Qualche esempio di quello che accadeva ieri? Pensiamo a Fabrizio de André, a Guccini o a De Gregori; pensiamo a come Dalla ci raccontava la storia di Anna e Marco, facendola diventare la storia di una generazione intera che viveva nelle periferie che sorgevano ai margini delle città.  Oppure pensiamo all’ universalità dei suoni e delle parole di Paolo Conte o al meticciato sonoro e imprevedibile di Capossela. Alcuni giovani di oggi ci provano, lo ripeto, ma a dire il vero in pochi ci riescono.

Cos’è cambiato allora? Forse il modo con cui si formano gli stessi artisti, le esperienze che sono alla base dei loro percorsi musicali. Forse ci sono troppi “Talent” e poche sale nelle quali provare a fare musica con gli amici, magari bevendosi un birrino. Come dice Morgan sembra che l’industria culturale sia così potente e onnivora da assorbire ogni forma spontanea e creativa.  

 

Il fatto che le tendenze e i generi di oggi possano piacere o meno è del tutto naturale dal momento che non tutto ciò che è nuovo può sopportare il peso della grandezza del passato e dei grandi che hanno contribuito a fare la storia della musica italiana. Forse pesa il fatto che tutto è diventato tremendamente mediatico, che tutto deve correre sui social, che tutto deve essere consumato rapidamente e in fretta.

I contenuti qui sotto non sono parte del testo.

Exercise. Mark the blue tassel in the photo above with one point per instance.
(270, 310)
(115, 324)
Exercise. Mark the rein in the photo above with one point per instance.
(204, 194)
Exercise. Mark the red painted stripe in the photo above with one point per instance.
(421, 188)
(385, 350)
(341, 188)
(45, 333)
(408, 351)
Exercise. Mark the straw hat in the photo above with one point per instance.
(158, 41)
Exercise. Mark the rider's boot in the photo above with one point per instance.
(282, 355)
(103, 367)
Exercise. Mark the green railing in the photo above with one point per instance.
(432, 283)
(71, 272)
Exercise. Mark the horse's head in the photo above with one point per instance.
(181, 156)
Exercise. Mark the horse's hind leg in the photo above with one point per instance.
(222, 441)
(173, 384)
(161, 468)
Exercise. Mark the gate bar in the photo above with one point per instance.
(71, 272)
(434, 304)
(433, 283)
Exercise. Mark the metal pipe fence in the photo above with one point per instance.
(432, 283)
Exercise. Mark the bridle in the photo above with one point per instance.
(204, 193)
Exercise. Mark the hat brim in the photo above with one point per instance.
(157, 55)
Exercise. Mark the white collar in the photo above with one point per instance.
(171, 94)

Abbiamo un incredibile esempio sotto mano in cui i protagonisti legano il grande passato all’ invadenza del presente: Nelle ultime settimane sta imperversando un videoclip di un brano, in cui i protagonisti sono quanto di più tradizionale e per alcuni versi quanto di più innovativo dovrebbe esistere nella canzone dei nostri giorni: Orietta Berti, Achille Lauro e Fedez.
Hanno sfornano una canzoncina estiva, disimpegnata e priva di contenuti, ma ascoltata, cantata e vista da centinaia se non migliaia o milioni di persone, tra i quali moltissimi giovani. Perché questo successo? E ciò che vediamo non conferma forse ciò che hanno scritto Guccini e Morgan?

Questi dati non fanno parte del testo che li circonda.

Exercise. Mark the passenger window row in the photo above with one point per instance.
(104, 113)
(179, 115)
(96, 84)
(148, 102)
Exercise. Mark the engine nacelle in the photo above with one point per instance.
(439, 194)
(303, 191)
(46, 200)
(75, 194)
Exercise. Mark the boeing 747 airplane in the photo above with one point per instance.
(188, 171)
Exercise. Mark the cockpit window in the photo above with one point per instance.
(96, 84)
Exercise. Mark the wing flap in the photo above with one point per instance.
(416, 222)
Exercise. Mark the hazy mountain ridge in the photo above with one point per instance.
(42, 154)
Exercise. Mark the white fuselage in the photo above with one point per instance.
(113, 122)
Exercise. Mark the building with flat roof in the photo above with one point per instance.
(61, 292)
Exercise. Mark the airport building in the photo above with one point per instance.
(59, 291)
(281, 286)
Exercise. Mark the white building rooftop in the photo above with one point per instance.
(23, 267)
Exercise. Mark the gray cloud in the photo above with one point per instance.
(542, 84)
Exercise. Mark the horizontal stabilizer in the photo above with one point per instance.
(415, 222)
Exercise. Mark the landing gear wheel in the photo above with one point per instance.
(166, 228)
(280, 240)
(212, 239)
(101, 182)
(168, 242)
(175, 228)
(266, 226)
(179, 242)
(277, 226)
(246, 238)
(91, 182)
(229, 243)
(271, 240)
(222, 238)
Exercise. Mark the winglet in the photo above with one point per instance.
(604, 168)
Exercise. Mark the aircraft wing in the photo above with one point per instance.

Orietta Berti proviene, come Raffaella Carrà, dalle esperienze delle balere emiliane, dai concerti nelle case del popolo o nelle parrocchie, dai tantissimi San Remo e dai Talk Show televisivi più smaliziati.
Dei tre è francamente la più moderna e non è un caso raro, pensiamo alle lezioni che, ancora, distribuisce a molti giovani cantanti una performer come Loredana Bertè. Allora discutiamone, ma senza preclusioni ideologiche e senza pretese di assolute verità: La musica ha segnato le stagioni e i passaggi della storia.

 

Questo sta accadendo anche oggi, anche se come sempre avviene, quando i processi non si manifestano apertamente e subito dovremmo essere capaci di appoggiare l’orecchio sulla superficie del suolo: sentiremmo così ciò che c’è di nuovo anche nella musica dell’ oggi che, spesso, ci sembra banale.

Oggi cos’ è cambiato? perché tutte queste critiche nei confronti dei cantanti della nuova scena musicale, perché bisogna sempre criticare ciò che è nuovo e aggiungerei sintomo di una nuova corrente generazionale che attraversa la società?
Spesso si fa fatica ad accettare i cambiamenti perché troppo attaccati ai canoni e alle abitudini di quel che è stato, forse ci si dimentica che, decennio dopo decennio, sono cambiati generi e tematiche dei cantanti, gusti e aspettative degli ascoltatori e di conseguenza la musica non la puoi fermare, non la puoi neppure contestare perché per essersi affermata, come nel caso dell’Indie o del Trap, vuol dire che colpisce, in ogni caso, le orecchie degli ascoltatori.  

 

È soprattutto questo che noi della redazione vogliamo trasmettere, il fatto che le tendenze e i generi possono piacere o meno così come colpire e il fatto che non tutto ciò che è  nuovo deve necessariamente portare il peso della grandezza del passato e dei grandi che hanno contribuito a fare la storia della musica di ieri. L’ oggi è l’ oggi, di certo non bisogna dimenticare gli insegnamenti del passato, ma come è accaduto anche col jazz e poi via via, c’ è sempre una spinta all’ evoluzione, che per molti può rappresentare anche un’ involuzione anche se infin dei conti  a deciderlo è spesso il gusto del pubblico.

De gustibus non disputandum, lo dimostrano le preferenze dei ragazzi della redazione che hanno scelto autori e musiche diversi gli uni dagli altri, lo dimostrano  i nomi scelti dalle ragazze e dai ragazzi della redazione: Pinguini tattici nucleari, Motta, Colapesce e Dimartino, BTS (la boy band sudcoreana dei Bangtan Boys), Calcutta, Jovanotti, Dua Lipa e Billie Eilish.